Il passato è passato e il futuro è inconoscibile. Ciò che conta è, dunque, soltanto il presente. In un ambito psicoanalitico è accettabile questa tripartizione degli istanti di vita, persino terapeutica; ma quando si tratta di diventare consapevolmente attori di un determinato contesto dell’attualità, essere all’oscuro dei passaggi storici è tremendamente pericoloso. Espone al rischio di quella “ripetizione degli errori” che gli antichi attribuivano proprio alla mancata conoscenza del passato del loro Paese.
Così, lo studio viene finalizzato, invece che alla voglia di sapere, alla ricerca di una occupazione in questa desolazione fatta di disperazione per l’impossibilità di scorgere un benché minimo lembo di futuro sostenibile con un’occupazione precaria, sognando quel posto fisso che, richiamato da noi comunisti in tempi recentemente passati, oggi torna ad essere una rivendicazione possibile.
Cominciare ad essere consci che si può cambiare partendo dal sovvertimento delle parole d’ordine del mercato è già un punto di appoggio per sviluppare una bellissima abitudine: dubitare per sapere, sapere per prevalere su chi già sa e, come Gramsci giustamente sosteneva, vince proprio perché ha questa abilità. Non è una esclusiva dei ricchi anche se i ricchi fanno di tutto per far sì che sia così. Il ruolo di classe del sistema scolastico può essere capovolto.
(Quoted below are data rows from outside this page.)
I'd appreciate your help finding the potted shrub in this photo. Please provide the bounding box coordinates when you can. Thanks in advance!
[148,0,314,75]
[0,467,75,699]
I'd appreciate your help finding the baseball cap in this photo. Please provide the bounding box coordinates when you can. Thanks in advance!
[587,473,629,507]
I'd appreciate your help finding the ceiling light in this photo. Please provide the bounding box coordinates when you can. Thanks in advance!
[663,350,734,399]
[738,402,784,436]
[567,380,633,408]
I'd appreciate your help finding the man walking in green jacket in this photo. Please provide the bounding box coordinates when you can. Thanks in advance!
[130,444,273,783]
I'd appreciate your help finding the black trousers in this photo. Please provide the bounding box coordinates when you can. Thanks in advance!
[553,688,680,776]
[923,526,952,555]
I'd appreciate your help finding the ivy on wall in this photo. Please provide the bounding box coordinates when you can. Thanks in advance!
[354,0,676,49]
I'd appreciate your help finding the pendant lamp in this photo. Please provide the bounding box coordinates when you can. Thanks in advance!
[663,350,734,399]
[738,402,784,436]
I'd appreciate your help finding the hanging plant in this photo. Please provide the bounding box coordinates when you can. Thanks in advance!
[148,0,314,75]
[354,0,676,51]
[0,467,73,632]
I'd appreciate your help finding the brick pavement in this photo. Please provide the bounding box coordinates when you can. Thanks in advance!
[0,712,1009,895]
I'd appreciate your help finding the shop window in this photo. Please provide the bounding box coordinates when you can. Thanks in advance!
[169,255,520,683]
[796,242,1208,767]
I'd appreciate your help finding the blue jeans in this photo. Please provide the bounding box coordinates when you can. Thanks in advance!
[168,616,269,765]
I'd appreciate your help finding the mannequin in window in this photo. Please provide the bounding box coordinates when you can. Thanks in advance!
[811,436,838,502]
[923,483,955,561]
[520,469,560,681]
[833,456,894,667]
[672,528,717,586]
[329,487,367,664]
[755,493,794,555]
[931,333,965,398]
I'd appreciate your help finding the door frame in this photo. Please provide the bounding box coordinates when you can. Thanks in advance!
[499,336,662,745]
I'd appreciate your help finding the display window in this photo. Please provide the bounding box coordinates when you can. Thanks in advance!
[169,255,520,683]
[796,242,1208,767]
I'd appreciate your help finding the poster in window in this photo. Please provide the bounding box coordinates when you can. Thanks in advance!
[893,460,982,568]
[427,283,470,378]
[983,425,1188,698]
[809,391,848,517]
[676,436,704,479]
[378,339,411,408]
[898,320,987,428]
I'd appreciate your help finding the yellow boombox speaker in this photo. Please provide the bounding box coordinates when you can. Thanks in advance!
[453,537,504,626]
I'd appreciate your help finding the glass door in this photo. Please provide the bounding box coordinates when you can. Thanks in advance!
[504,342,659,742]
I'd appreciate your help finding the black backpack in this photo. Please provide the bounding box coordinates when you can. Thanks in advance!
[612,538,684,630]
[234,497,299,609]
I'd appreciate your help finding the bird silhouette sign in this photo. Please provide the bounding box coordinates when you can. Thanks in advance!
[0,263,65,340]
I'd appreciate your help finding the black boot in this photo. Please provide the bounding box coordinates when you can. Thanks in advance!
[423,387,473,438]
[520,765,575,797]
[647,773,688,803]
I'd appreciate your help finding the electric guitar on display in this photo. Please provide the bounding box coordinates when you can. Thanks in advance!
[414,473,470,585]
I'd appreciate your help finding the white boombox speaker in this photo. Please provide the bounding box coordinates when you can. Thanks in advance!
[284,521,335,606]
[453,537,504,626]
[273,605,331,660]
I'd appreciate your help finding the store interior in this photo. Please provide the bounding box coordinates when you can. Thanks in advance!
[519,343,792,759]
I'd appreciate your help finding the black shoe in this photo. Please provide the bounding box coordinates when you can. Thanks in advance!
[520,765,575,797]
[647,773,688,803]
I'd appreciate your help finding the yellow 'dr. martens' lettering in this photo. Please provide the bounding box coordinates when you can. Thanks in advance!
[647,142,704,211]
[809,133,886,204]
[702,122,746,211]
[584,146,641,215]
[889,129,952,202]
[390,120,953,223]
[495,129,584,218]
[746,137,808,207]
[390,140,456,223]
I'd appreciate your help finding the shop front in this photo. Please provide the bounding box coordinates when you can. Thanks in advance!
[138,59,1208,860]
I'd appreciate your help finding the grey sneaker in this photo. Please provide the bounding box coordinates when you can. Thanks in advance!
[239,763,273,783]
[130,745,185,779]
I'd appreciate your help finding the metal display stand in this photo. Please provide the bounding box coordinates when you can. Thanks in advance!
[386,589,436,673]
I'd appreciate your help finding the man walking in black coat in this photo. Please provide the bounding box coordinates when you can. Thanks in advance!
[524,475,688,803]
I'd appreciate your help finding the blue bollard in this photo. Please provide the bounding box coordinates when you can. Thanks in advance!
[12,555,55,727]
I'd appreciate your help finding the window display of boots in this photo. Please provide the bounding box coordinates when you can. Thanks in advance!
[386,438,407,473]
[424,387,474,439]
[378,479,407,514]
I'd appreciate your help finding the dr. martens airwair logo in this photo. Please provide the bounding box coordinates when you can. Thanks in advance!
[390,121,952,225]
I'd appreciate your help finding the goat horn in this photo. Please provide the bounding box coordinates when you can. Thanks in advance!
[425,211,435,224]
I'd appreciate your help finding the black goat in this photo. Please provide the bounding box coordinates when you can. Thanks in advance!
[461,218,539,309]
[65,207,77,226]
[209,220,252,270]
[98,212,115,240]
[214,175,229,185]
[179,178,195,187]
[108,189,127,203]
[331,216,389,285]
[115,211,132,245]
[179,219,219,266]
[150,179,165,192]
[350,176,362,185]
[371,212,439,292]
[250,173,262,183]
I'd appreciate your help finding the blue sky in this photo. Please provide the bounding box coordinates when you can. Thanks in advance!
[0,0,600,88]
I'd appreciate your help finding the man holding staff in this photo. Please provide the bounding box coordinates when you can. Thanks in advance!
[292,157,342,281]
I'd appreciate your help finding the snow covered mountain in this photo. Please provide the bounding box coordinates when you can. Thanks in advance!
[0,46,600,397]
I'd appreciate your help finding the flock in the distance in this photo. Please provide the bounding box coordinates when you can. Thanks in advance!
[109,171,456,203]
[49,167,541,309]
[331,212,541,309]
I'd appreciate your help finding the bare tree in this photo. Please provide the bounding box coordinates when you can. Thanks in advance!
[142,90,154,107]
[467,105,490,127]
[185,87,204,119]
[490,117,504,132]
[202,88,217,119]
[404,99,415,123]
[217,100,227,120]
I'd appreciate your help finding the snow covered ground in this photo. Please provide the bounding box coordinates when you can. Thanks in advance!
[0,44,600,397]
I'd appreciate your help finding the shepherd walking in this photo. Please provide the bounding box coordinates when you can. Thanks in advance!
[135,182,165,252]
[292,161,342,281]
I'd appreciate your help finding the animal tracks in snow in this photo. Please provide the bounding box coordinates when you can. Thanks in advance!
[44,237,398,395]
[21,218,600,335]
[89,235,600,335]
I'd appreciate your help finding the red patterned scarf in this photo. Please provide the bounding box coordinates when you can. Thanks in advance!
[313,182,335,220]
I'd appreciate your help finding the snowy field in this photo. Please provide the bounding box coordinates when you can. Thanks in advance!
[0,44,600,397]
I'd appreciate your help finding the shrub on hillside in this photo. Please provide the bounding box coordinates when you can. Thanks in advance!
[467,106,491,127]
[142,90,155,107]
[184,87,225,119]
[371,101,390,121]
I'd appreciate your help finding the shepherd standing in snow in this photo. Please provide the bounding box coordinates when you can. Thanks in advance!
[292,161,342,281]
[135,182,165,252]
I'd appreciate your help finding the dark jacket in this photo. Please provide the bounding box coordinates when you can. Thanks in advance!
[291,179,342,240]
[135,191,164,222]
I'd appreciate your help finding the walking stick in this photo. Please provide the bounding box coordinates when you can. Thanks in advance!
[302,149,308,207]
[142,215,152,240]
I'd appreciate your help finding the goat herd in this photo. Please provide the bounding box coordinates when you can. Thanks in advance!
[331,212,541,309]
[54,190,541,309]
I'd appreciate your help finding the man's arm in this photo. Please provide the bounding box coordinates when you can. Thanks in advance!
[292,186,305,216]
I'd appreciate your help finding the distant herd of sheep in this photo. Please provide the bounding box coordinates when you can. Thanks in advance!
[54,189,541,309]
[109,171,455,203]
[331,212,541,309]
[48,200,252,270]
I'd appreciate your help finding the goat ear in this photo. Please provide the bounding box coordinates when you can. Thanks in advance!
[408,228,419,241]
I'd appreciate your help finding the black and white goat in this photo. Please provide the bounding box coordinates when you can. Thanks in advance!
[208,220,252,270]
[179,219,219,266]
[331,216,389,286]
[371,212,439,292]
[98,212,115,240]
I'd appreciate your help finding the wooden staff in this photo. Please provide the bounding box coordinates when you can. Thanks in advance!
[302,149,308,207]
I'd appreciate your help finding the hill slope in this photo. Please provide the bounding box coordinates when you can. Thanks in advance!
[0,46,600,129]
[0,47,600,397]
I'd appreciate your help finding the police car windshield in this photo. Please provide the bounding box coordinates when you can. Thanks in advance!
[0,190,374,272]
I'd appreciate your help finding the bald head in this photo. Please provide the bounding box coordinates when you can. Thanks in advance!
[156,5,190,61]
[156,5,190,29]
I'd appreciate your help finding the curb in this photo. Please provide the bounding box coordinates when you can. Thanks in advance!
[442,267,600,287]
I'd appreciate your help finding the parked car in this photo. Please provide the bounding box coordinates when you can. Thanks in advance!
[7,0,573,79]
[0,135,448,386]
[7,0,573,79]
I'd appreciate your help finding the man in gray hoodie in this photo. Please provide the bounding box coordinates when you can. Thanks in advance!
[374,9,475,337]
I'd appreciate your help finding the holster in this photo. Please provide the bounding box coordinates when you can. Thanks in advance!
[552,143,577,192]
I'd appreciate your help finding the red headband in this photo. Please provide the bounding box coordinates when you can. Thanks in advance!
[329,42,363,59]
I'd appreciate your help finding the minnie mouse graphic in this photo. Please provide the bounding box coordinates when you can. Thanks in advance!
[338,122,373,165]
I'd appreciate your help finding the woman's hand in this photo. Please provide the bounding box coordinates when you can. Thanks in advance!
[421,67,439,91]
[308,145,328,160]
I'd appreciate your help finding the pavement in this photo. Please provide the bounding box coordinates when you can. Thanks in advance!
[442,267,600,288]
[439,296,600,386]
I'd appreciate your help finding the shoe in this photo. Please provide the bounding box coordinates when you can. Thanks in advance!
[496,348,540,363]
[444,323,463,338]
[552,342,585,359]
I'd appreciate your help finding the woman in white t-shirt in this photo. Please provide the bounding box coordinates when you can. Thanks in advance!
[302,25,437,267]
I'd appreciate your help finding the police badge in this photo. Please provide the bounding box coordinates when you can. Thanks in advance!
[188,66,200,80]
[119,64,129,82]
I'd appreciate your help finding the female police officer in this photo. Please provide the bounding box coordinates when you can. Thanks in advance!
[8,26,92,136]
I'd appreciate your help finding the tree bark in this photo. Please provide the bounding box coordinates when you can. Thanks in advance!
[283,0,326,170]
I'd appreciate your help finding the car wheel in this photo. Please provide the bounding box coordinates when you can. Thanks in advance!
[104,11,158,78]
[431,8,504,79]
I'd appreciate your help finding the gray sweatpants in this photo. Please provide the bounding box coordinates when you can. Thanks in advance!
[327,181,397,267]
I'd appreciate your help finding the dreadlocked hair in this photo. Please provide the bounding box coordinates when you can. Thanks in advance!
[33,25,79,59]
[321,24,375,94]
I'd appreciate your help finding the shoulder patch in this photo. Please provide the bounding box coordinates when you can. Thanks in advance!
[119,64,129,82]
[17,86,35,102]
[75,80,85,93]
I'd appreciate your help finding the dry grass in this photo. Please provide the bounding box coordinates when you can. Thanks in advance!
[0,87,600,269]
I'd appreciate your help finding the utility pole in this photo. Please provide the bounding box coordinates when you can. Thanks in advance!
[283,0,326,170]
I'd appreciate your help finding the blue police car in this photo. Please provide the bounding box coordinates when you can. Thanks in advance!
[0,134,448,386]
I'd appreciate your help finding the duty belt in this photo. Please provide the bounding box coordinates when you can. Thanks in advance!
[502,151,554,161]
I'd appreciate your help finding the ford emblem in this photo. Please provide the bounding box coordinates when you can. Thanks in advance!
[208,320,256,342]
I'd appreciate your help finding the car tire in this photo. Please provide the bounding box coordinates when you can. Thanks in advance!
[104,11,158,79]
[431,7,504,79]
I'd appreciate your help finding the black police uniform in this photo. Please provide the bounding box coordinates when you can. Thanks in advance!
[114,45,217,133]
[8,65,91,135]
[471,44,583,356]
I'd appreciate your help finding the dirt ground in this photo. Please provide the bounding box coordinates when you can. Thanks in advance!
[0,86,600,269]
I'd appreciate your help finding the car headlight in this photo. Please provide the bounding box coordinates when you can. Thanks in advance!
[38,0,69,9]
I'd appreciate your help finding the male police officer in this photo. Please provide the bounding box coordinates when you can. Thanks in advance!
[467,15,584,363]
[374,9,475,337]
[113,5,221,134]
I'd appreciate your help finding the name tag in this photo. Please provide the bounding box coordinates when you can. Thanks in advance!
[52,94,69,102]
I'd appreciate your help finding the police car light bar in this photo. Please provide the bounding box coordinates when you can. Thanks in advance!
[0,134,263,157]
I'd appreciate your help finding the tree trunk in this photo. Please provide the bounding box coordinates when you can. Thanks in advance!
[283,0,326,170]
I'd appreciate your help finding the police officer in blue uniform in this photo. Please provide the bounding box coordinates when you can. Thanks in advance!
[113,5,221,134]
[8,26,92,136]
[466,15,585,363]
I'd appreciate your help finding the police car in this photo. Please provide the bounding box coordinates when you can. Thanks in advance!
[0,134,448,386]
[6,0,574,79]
Ci si può istruire e si può apprendere anche se si hanno pochi mezzi. Forse, uno dei compiti dell’intero movimento comunista in diaspora oggi è anche questo: sostenere chi ha voglia di sapere, alimentare la curiosità ed essere politicamente impegnati in una azione pedagogica che non può essere scissa dall’azione complessiva per il cambiamento sociale.